Friday, Nov. 19, 2004 | 11:18 a.m.

The flaws in the 17-story Regional Justice Center, nearly three years behind its scheduled opening, are well known by now.

County officials have had a tough time getting the general contractor of the $185 million project to fix them so that the move-in process can begin.

Though the contractor says the $185 million building is completed, some floors still are uneven by a half-inch or more, metal air handling units crucial to the air conditioning system aren't anchored properly and the building continues to leak like a sieve in some areas when it rains.

Despite its construction defects, the justice center isn't short on extravagance -- as I discovered during a tour this week.

Judges used to the crowded, worn-out county courthouse will think they've died and gone to judicial heaven when they move into their spacious new digs.

Their names already are engraved on plaques outside their elegant courtrooms, which are decorated with a red oak finish and set up to handle the latest high-tech equipment.

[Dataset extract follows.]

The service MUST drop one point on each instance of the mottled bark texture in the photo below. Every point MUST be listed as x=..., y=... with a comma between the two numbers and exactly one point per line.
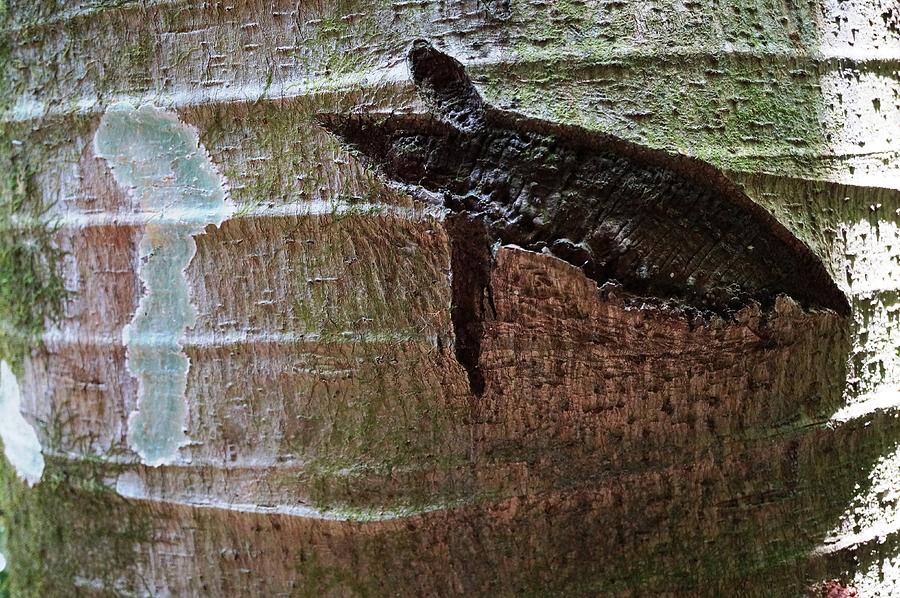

Behind the bench of each courtroom is a decorative screen of slate rocks.

Each judge's chamber has plenty of office space and, best of all, a "robing area" with a private bathroom.

There are 35 such courtrooms in this building that will house district judges, justices of the peace and municipal judges.

It isn't hard to tell who had input into the planning of the structure.

You see the upscale signature of the Regional Justice Center right away -- when you stroll up a flight of cement steps at the main Lewis Avenue entrance, adorned with rows of perfectly manicured palms trees and large sandstone-trimmed architectural columns.

Inside, you walk onto a lobby floor made of brown agglomerate (not solid) marble imported from Verona, Italy. Marble is everywhere in the complex -- on the public walkways and countertops and even on the edging around the elevators.

Just to the right of the main lobby is an atrium, the size of a football field, for the traffic flow between the 17-story high-rise and an adjacent five-story building.

Sandstone covers the walls of the atrium all the way to the glass-enclosed ceiling 60 feet above. Short quotes from the world's most famous philosophers, political leaders, jurists and authors are carved into the stone up and down and all along the walls. Among those represented are Socrates, Abraham Lincoln, Confucius, Mahatma Gandhi, John Kennedy, Learned Hand and Henry David Thoreau.

As you walk through the middle of the atrium, you can't help but notice a series of large cement planters adorned with fake palm trees that seem to reach to the sky.

Even the basement is amazing.

It features a small high-tech jail with several holding tanks, all enclosed by bulletproof glass, to house inmates waiting to make court appearances. The inmates are transported through an underground tunnel connected to the detention center across the street. There are two small arraignment courtrooms on the other side of the holding tanks with bulletproof glass separating the inmates and the public from the judges.

Security is the top priority here.

But if you want to see the jewel of this complex, you have to go to the 17th floor, the home of the Nevada Supreme Court.

The reception area floor is done in gray granite and features a large bronze seal of the state of Nevada.

Nearly everything in the high-ceilinged courtroom -- the walls, the tables and chairs, the massive bench for the justices, even the gallery partition and seating, is made of exotic mahogany.

The justices also have a special outdoor balcony that gives them a spectacular view of the Strip to the south and the mountains to the west.

When you leave the 17th floor, you get the feeling you've had the privilege of visiting an exclusive private club.

And when you leave the Regional Justice Center, you understand why it took so long to build.